Thursday, October 20, 2011

Quick and easy way to split lots of strings in Java

Recently, I had to split strings in a method which would be called potentially couple of billion times. The strings were delimited by only one character e.g. '#'. To be as efficient as possible, I just used String.indexOf(delimiter) and then String.substring(i, j) to get the splits. For this case, I think this certainly is the most efficient solution because the String.substring() method does not allocate new memory, it just returns a new String object which has some meta information to get the string from the original string's buffer (this is a nice optimization but it has its own pitfall). I was happy with it but the code looked messy with all those String.indexOf() calls and lots of index maintenance.
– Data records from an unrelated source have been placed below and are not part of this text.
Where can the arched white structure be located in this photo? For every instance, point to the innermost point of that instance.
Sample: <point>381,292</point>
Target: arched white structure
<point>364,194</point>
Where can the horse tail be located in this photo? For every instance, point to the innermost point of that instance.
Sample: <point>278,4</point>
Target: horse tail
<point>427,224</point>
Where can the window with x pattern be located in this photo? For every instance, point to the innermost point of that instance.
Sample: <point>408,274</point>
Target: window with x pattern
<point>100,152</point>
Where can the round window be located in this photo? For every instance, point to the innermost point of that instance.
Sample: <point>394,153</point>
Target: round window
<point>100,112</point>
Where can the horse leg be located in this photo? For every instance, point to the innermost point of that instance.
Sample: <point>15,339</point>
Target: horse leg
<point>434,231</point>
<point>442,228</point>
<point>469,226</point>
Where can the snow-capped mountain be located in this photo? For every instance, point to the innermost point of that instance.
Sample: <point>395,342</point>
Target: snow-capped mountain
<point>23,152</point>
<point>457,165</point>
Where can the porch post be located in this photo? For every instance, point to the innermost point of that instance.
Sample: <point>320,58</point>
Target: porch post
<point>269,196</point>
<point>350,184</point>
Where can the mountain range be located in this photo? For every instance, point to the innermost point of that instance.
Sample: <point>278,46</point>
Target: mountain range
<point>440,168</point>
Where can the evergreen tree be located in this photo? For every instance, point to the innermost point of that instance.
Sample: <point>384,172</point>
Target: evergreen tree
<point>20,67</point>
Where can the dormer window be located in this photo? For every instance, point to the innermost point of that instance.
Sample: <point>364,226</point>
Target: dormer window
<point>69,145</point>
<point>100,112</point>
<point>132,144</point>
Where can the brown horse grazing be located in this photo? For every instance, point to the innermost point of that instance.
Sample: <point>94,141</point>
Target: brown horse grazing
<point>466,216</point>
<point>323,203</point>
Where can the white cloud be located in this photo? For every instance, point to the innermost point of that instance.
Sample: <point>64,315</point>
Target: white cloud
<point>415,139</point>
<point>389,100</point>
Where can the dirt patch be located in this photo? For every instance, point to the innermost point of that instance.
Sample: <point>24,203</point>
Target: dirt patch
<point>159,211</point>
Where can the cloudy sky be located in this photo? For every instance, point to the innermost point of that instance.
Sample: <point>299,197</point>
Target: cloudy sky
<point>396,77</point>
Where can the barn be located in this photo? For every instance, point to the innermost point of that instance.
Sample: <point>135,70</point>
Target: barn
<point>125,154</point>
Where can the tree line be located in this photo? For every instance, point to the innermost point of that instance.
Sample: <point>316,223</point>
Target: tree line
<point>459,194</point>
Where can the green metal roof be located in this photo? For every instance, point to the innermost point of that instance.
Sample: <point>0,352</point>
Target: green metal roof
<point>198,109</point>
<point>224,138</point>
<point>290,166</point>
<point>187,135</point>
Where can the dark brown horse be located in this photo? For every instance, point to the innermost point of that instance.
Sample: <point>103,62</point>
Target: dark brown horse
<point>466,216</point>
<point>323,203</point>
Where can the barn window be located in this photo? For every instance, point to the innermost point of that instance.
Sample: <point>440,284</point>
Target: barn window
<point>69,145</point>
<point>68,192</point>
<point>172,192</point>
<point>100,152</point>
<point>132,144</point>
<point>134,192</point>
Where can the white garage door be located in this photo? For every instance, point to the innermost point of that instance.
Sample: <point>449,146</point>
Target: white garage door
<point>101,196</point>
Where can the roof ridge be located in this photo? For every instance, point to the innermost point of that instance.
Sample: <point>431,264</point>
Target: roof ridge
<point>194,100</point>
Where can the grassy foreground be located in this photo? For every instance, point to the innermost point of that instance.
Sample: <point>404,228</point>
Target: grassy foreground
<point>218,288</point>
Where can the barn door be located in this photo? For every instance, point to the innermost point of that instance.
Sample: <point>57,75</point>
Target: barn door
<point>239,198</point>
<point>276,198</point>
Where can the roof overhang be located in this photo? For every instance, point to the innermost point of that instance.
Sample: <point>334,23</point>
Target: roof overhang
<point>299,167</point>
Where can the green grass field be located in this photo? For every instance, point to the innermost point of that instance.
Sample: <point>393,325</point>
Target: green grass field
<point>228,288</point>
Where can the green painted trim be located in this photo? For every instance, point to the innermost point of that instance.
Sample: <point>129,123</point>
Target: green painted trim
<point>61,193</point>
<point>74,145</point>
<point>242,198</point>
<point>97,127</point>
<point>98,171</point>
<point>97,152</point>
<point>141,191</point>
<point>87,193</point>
Upon getting a review from a colleague I looked for ways to make it look better and easier to maintain. I found couple of alternatives to do the this:

1. StringTokenizer
2. Scanner
3. String.split

StringTokenizer had to be discarded immediately as it is getting old and is only there for backward compatibility. The Javadoc itself says, "StringTokenizer is a legacy class that is retained for compatibility reasons although its use is discouraged in new code." The Scanner is a great utility but seems to be bit heavy for that method. I had to keep in mind that the method would be called potentially billions of times in a row and it has to be as quick as possible. This left me with only the last option. String.split works in a simple way. It returns an array of strings. So, I could just use something like this:

String splits [] = str.split("#");
for (String split : splits) {
    // Do something ...
}

However, as noted here, there is a performance issue with this. Each String.split() call compiles a regular expression pattern and then uses the pattern to split the string. The pattern compilation is indeed very expensive and can slow the method down significantly. So, essentially what the String.split() method does is this:

public String[] split(String regex) {
     return Pattern.compile(regex).split(this);
}

By looking at the implementation, it becomes immediately obvious what one can do if lots of strings need to be split by the same regular expression. One can just have a pre-compiled pattern and call its split method repeatedly:

Patter pattern = Pattern.compile(regex);
...
for (String str : strings) {
    String splits [] = pattern.split(str);
    // Do something with the splits ...
}


The only thing unknown to me is whether the returned strings allocate new memory or the Pattern.split() method just behaves as String.substring(). But from running the code with more than 2.5 billion strings, I did not see any performance difference between the old and the new approach. It might mean that copies of strings are actually not made.

2 comments:

Omar Faruk said...

It would be interesting to post the performance benchmarking results comparing different options that you presented

Russoue said...

Its a good idea. I think I saw some performance comparison in a blog between two of the methods I mentioned here. I will try to look it up and post here.